As if it tarried always;
And yet its whole career
Is shorter than a snake's delay,
And fleeter than a tare.

'Tis vegetation's juggler,
The germ of alibi;
Doth like a bubble antedate,
And like a bubble hie.

I feel as if the grass were pleased
To have it intermit;
The surreptitious scion
Of summer's circumspect.

Had nature any outcast face,
Could she a son condemn,
Had nature an Iscariot,
That mushroom, --it is him.

A poem by Emily Dickinson
   
Spring Mushrooms He's Gone "After Mushrooms"!

It's quite a sight
To See a Hawk Wing in flight
But what goes up, returns again
Sarcodon Im-break-atum

Said the Princess to the Prince
You just aren't my type,
And you do smell ripe
Quite disgustus, Augustus'

Said the Rex to the Regius
I'm the brave Spring King, Boletus
Royalty you're not, For Shore
Tho Regal you be, you're yellow to the core.

Bill McGuire

The highway. Ditches. Woods. 
We wander off before light
After mushrooms, and we mark
The mileposts left and right.
We leave the open highway.
We scatter, ranging through
The forest gloom; we ramble
Ankle-deep in dew.
Through thickets deep in dark
The spears of sunlight rush
On brown and yellow mushrooms
Under every bramblebush.
They hide among the stumps
Where birds alight to rest,
And when we lose ourselves,
The shadows guide our quest.
So brief these autumn days
And sunset solitudes,
The twilight has no chance
To linger in the woods.
Our bags and baskets burst
With gathered stock before
We leave for home:  pine mushrooms
Make almost half our store.
Behind our backs the dark
Still forest walls arise,
And, beautiful in death,
The day flames bright and dies.

Boris Paternak

A Man Named Credible Hugh

Early this morn at my door there came a Knockin
Wondered I, what could this shill be Hawkin

Half asleep from my late mornin Nappin
Opened the front door to that incessant Tappin

There stood a man still wet from the mornin Dew
Carryin baskets of pretty things all too well I knew

Call me Hugh, I'm not one to boast or my name would be Toast
Fresh from mornin pickin, Craterellus, Canthrellis,and Horn O'Plenty

Well Sir Hugh, said I, How Do You Do?
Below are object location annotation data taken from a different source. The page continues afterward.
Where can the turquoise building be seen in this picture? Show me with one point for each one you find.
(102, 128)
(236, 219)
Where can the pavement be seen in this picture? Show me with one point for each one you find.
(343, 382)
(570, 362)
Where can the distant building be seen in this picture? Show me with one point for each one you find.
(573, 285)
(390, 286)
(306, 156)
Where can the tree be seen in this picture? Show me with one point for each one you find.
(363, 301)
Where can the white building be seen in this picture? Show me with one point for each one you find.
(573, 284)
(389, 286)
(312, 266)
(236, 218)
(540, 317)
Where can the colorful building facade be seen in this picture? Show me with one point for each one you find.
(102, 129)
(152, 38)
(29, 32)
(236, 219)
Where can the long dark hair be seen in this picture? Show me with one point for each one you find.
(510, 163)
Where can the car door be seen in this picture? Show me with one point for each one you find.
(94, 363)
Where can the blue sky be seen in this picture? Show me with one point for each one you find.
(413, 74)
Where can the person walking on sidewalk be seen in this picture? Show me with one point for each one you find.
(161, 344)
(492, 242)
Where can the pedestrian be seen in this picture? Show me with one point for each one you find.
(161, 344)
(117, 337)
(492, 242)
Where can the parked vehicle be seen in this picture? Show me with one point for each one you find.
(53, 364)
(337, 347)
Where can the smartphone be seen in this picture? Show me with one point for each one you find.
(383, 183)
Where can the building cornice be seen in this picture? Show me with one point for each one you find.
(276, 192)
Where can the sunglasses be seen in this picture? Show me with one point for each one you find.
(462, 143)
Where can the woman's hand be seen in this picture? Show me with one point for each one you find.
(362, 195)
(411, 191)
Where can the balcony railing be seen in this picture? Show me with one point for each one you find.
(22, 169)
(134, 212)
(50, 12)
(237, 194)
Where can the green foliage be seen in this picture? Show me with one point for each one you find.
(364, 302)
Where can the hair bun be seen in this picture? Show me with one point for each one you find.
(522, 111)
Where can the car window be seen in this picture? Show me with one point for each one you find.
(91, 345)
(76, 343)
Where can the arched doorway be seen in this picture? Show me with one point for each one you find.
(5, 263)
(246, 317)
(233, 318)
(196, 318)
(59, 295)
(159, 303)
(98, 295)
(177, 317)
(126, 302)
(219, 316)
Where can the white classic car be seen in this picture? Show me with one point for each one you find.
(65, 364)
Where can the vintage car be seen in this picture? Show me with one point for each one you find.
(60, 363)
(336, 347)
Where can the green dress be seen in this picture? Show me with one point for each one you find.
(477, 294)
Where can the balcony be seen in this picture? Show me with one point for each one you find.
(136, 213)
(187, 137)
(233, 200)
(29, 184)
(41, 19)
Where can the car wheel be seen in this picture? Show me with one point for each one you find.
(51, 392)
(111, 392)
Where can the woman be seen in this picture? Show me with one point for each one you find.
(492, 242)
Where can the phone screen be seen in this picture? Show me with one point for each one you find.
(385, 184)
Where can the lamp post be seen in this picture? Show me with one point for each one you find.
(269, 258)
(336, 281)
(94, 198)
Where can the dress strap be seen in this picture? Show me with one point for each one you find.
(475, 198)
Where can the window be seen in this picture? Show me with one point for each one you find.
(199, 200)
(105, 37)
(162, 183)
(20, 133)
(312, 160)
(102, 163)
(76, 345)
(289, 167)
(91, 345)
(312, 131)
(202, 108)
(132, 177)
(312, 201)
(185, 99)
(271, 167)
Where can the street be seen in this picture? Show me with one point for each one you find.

Those shrooms are Incredible!
True said this strange man named Hugh, cold and pale as a Ghost

They're for you, the price is right, I'm from Bragg and I'm Credible
Then like my breath in the cold air, he was gone, this man named Hugh

I tell you this strange tale lest some morn bright and Clear
At your front door a pale ghostly man named Hugh should'st Appear

Carryin bags wet and glistening from the cold morning Dew
Take my word, he's quite Credible, this incredible stranger
from Bragg called Credible Hugh.

Bill McGuire

 

Did you hear the evening song

By Bill McGuire

Rain! Rain! Rain! That incessant chorus filled the evening air, those tiny tree frogs with the huge voices befitting an accomplished Irish tenor, or an old rusty prairie windmill in need of lubrication, loudly predicting this morn's pattering sound of rain on the tin roof and gurgling in the downspout, invoking instant visions of huge fresh boletes and golden chanterelles just as has been promised.

And now, the long wait, the long dormant mycelium busily drinking up the new life giving moisture, must soon yield to the call of renewal, swelling, and then thrusting it's reproductive bodies up through the sodden duff to repeat once again it's age old ritual.